Africana Studies Professor Wins Elliot P. Skinner Book Award

Yolanda Covington-Ward, an associate professor in the Dietrich School's Department of Africana Studies, has been selected to receive the highly competitive Elliott P. Skinner Book Award from the Association for Africanist Anthropology for her book Gesture and Power. 

Established in 2007, the award honors the memory of Elliott P. Skinner, Franz Boas Professor of Anthropology at Columbia University. Skinner was a prolific scholar, diplomat, and founding member of the AfAA. The award aims to recognize Africanist anthropology scholars whose books exhibit originality, make advances in ethnographic and theoretical scholarship, and have the potential to gain broader visibility. The Association for Africanist Anthropology (AfAA) exists to stimulate, strengthen, and advance anthropology by promoting the study of Africa, as well as Africanist scholarship and the professional interests of Africanist anthropologists in and outside of the African Continent. 
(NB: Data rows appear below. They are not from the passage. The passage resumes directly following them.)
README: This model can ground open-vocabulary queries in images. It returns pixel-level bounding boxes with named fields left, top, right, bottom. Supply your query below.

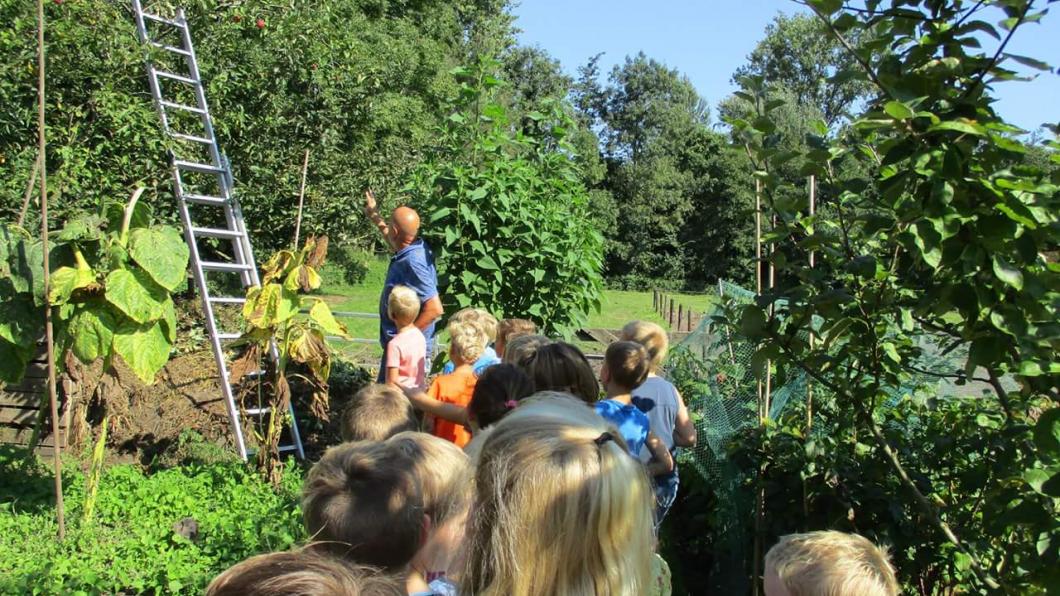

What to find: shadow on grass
left=0, top=445, right=70, bottom=513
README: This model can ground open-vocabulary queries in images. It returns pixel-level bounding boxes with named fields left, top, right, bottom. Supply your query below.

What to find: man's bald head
left=390, top=207, right=420, bottom=246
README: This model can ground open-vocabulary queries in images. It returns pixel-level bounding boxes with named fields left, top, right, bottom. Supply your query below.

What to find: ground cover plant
left=0, top=443, right=304, bottom=594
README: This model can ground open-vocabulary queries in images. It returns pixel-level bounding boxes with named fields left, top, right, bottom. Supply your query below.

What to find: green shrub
left=0, top=448, right=305, bottom=594
left=407, top=59, right=603, bottom=335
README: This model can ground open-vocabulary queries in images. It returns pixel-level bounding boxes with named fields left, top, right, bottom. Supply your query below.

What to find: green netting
left=668, top=281, right=1014, bottom=594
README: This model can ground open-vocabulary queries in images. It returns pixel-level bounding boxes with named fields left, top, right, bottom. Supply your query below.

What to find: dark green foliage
left=407, top=60, right=602, bottom=335
left=728, top=0, right=1060, bottom=594
left=0, top=439, right=305, bottom=594
left=0, top=0, right=507, bottom=251
left=573, top=54, right=752, bottom=287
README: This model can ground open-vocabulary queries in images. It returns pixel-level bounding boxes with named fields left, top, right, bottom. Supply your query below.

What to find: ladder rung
left=182, top=194, right=228, bottom=206
left=151, top=41, right=192, bottom=56
left=158, top=100, right=206, bottom=115
left=173, top=159, right=225, bottom=174
left=209, top=296, right=247, bottom=304
left=155, top=70, right=198, bottom=85
left=170, top=130, right=213, bottom=145
left=199, top=261, right=250, bottom=273
left=141, top=13, right=184, bottom=27
left=192, top=228, right=243, bottom=240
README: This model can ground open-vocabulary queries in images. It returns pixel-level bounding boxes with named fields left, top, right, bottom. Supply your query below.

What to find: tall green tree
left=734, top=15, right=871, bottom=126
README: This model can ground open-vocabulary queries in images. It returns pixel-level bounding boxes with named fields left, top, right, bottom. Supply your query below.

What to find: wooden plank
left=0, top=406, right=38, bottom=426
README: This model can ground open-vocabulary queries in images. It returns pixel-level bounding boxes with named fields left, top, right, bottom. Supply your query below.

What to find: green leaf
left=106, top=269, right=169, bottom=323
left=114, top=321, right=172, bottom=385
left=48, top=267, right=95, bottom=306
left=129, top=226, right=188, bottom=292
left=810, top=0, right=843, bottom=15
left=310, top=300, right=350, bottom=338
left=67, top=303, right=118, bottom=364
left=883, top=100, right=916, bottom=120
left=477, top=255, right=500, bottom=271
left=1035, top=406, right=1060, bottom=457
left=928, top=119, right=987, bottom=137
left=993, top=255, right=1023, bottom=290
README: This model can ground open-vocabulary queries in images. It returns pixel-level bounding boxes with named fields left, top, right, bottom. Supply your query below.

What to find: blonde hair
left=206, top=549, right=406, bottom=596
left=618, top=320, right=670, bottom=371
left=449, top=325, right=487, bottom=364
left=460, top=393, right=653, bottom=596
left=387, top=285, right=420, bottom=321
left=302, top=441, right=423, bottom=571
left=765, top=530, right=899, bottom=596
left=446, top=308, right=498, bottom=344
left=387, top=432, right=472, bottom=527
left=500, top=335, right=552, bottom=369
left=339, top=384, right=417, bottom=441
left=603, top=341, right=650, bottom=391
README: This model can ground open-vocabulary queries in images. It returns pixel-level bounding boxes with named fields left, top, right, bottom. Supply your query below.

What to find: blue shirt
left=379, top=239, right=438, bottom=351
left=596, top=400, right=651, bottom=457
left=442, top=346, right=500, bottom=376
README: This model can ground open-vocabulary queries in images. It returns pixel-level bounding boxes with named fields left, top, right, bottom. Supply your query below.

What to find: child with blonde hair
left=387, top=433, right=472, bottom=594
left=594, top=341, right=674, bottom=476
left=302, top=441, right=426, bottom=574
left=764, top=530, right=900, bottom=596
left=442, top=309, right=504, bottom=374
left=385, top=285, right=427, bottom=387
left=494, top=319, right=537, bottom=360
left=206, top=549, right=405, bottom=596
left=501, top=335, right=552, bottom=364
left=619, top=320, right=696, bottom=527
left=405, top=325, right=485, bottom=448
left=339, top=384, right=419, bottom=441
left=460, top=392, right=654, bottom=596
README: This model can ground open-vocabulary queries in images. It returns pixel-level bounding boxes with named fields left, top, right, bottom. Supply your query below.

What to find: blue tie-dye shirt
left=596, top=400, right=651, bottom=457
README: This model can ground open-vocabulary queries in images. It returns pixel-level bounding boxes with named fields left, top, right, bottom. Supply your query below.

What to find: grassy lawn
left=309, top=252, right=714, bottom=361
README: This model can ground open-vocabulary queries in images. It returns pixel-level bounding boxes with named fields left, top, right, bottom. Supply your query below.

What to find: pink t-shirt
left=387, top=327, right=427, bottom=387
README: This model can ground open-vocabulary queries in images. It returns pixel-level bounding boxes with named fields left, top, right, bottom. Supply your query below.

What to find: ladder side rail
left=177, top=8, right=305, bottom=459
left=177, top=8, right=261, bottom=287
left=173, top=168, right=247, bottom=461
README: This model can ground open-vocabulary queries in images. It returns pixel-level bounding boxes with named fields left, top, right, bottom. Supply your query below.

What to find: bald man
left=365, top=191, right=442, bottom=383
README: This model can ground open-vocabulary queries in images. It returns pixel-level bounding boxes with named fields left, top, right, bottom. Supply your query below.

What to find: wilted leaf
left=310, top=300, right=350, bottom=338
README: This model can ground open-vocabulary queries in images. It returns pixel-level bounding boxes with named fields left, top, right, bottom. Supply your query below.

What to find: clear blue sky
left=513, top=0, right=1060, bottom=129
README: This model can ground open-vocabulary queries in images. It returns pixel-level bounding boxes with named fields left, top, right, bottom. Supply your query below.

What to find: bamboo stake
left=295, top=150, right=310, bottom=250
left=18, top=156, right=40, bottom=228
left=806, top=174, right=817, bottom=428
left=37, top=0, right=66, bottom=541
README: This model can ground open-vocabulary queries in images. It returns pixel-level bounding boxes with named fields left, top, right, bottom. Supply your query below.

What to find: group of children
left=207, top=286, right=898, bottom=596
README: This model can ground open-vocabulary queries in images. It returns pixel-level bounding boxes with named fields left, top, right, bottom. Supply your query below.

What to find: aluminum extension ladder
left=133, top=0, right=305, bottom=460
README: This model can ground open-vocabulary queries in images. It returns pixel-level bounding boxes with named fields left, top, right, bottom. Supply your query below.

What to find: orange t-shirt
left=427, top=367, right=478, bottom=448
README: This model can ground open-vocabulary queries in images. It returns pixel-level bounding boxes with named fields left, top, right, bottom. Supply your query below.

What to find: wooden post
left=295, top=150, right=310, bottom=251
left=806, top=174, right=817, bottom=428
left=37, top=0, right=66, bottom=541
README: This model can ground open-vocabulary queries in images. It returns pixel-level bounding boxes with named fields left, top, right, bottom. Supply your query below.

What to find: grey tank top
left=633, top=376, right=677, bottom=462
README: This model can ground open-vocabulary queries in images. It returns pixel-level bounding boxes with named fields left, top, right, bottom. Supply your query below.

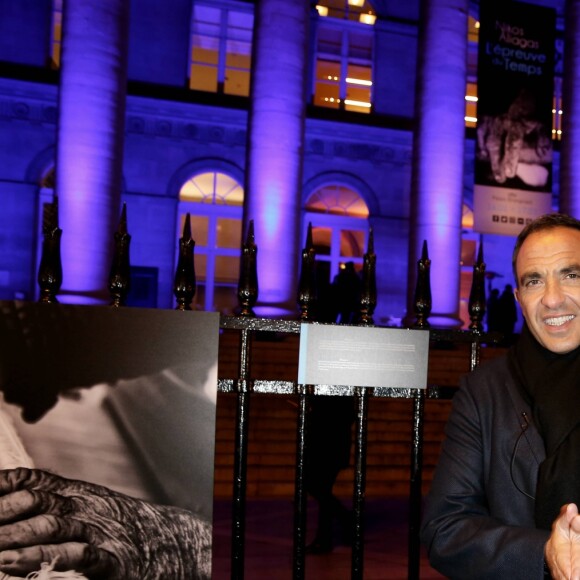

Covington-Ward has a secondary appointment in the Department of Anthropology. She is also an affiliated faculty member in the Global Studies Center, the African Studies Program, and the Gender, Sexuality, and Women’s Studies Programs. Her research places the body at the center of human experience, and focuses on the dynamic multidirectional relationship between physical bodies and group identity. She has been the recipient of a number of prestigious fellowships and honors, including the Ron Brown Scholarship, a Bill and Melinda Gates Millennium Scholarship, an Andrew W. Mellon Fellowship, Rackham Merit Fellowship, an Institute for the Humanities Fellowship, a Fulbright fellowship, a Ford Foundation Postdoctoral Fellowship, and most recently she has been selected as a Pitt Faculty Fellow at the Humanities Center at the University of Pittsburgh.